•44•

11.4K 430 101
                                    

Kto by pomyślał, że wyląduje w jakiejś starej ruderze.

Nie lubię takich miejsc...

W ogóle to po co oni mnie tu ściągnęli.

Widok Nialla też jakoś specjalnie mnie nie zadowolił.

Kazali mi ubrać jakieś czarne rzeczy i spiąć włosy.

-Devil, powiedz mi po co mnie tu ściągnąłeś?- pytam wkurzona.

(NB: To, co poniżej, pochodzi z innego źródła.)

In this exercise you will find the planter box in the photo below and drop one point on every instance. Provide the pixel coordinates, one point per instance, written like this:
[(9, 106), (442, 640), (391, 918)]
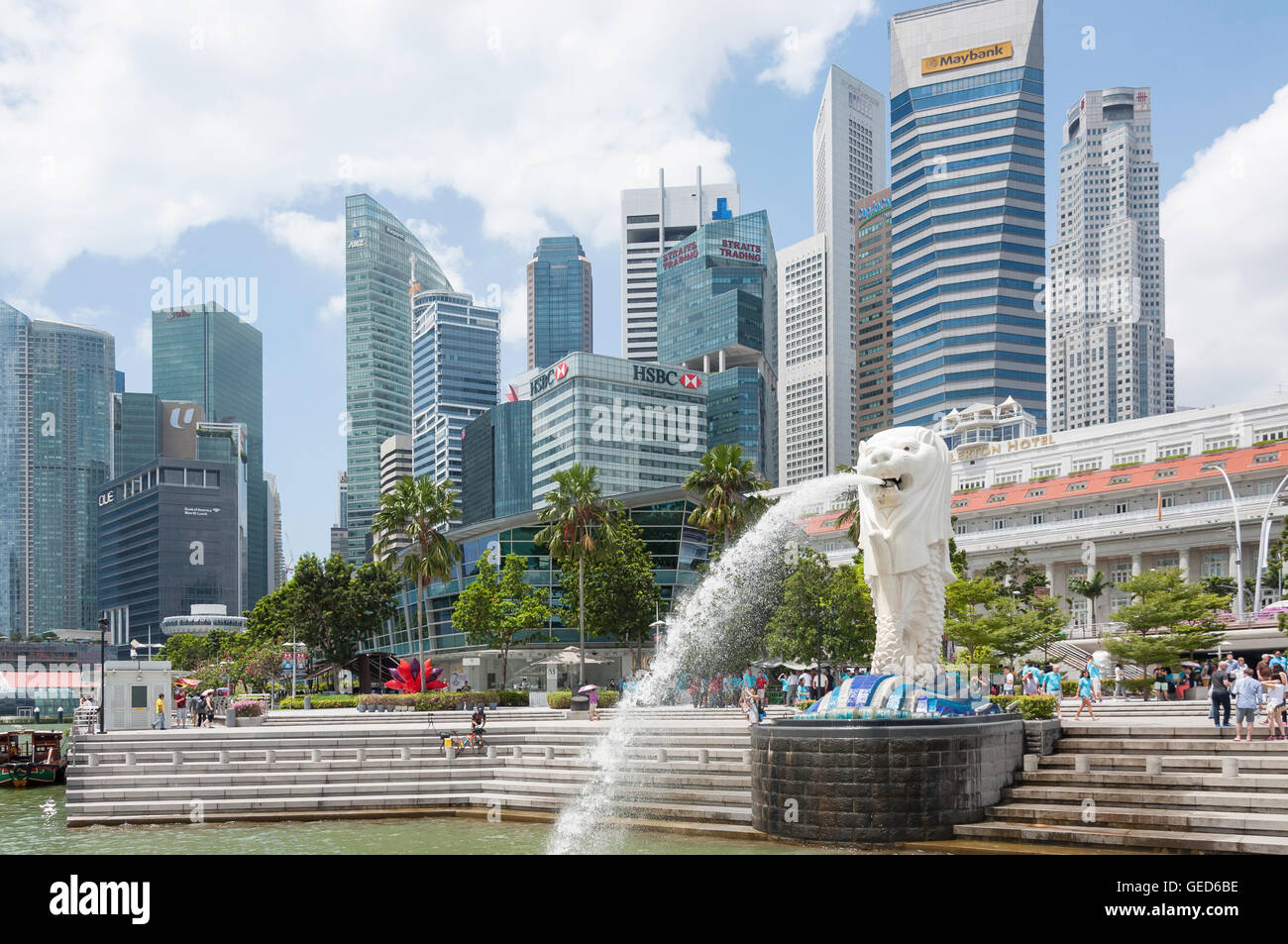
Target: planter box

- Tak jakby twoja przyjaciółka ma problemy- mówi, jak gdyby nigdy nic się nie stało.- Musisz nam pomóc, bo jesteś jedyną zaufaną dziewczyną.

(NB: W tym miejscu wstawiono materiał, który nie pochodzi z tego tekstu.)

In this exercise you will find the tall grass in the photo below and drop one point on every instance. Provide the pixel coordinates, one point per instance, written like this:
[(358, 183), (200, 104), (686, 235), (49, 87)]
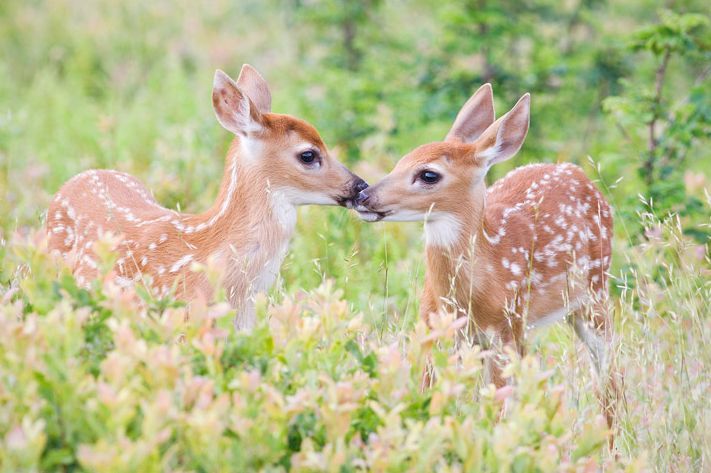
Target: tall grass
[(107, 380)]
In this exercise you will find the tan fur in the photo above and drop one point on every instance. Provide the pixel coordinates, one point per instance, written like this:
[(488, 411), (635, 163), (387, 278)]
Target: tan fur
[(535, 244), (247, 229)]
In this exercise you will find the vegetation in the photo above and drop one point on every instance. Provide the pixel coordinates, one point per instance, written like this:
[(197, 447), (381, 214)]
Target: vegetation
[(330, 379)]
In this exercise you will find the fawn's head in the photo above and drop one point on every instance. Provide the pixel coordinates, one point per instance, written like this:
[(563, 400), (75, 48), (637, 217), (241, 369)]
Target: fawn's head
[(288, 152), (435, 180)]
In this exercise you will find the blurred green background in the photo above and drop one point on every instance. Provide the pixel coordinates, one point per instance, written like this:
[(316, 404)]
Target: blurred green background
[(127, 85)]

-Pod jednym warunkiem- też chce mieć z tego korzyści i mam nawet pomysł jakie.

***

Wychodzimy wreszcie z tej okropnie przesiąkniętej wilgocią kanciapy.

Po prostu super!

Wsiadamy do samochodu Jacka.

Sam fakt, że jest z nami Niall, aż mnie dobija.

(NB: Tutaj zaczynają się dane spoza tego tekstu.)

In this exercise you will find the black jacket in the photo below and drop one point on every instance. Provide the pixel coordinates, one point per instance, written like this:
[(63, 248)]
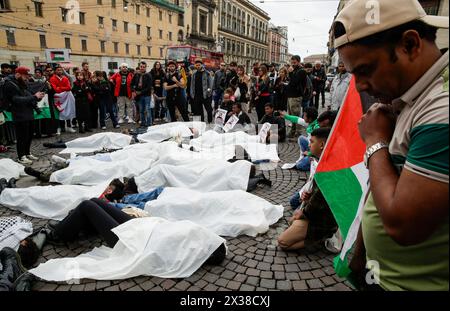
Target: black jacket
[(147, 84), (297, 83), (23, 103)]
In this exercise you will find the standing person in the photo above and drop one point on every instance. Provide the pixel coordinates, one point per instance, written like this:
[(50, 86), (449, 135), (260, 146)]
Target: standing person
[(102, 90), (173, 85), (262, 92), (61, 84), (244, 88), (81, 91), (279, 90), (157, 74), (200, 91), (319, 79), (339, 87), (404, 224), (219, 86), (122, 91), (22, 103), (294, 90), (141, 88)]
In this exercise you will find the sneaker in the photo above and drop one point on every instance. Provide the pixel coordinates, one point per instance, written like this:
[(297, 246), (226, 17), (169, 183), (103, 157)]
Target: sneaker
[(32, 157), (25, 161)]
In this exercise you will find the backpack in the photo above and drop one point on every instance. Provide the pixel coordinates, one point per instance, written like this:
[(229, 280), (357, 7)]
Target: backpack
[(308, 92)]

-Wystąpimy po jeszcze jedną osobę słoneczko- mówi, a na dźwięk tego zarobienia, aż się we mnie gotuje.

Może powinnam odwołać to spotkanie z Will'em, bo kto wie o której wrócę.

Ciekawe czy jak się ich zapytam, to mi powiedzą.

Może warto spróbować.

-Moglibyście, powiedzieć mi ile to potrwa, nie obraziłabym się, naprawdę- na moje słowa Niall prycha, co oznacza, że za chwilę zakpi z mojej osoby.

-Randeczka z ukochanym?

A nie mówiłam?

Po chwili drogi zatrzymujemy się na jednej z dzienniczek, a do samochodu wsiada...

No nie wierzę!

Kto tu jeszcze się pojawi?

Zack, kochany kuzyn Matt'a, we własnej osobie, który miał być w Hiszpanii, a dziwnym trafem jest tutaj.

Wita się z wszystkimi, w tym też ze mną.

-Ktoś mi powie co się tutaj dzieje?- reszta towarzystwa patrzy po sobie, ale chyba nie są skorzy do odpowiedzi.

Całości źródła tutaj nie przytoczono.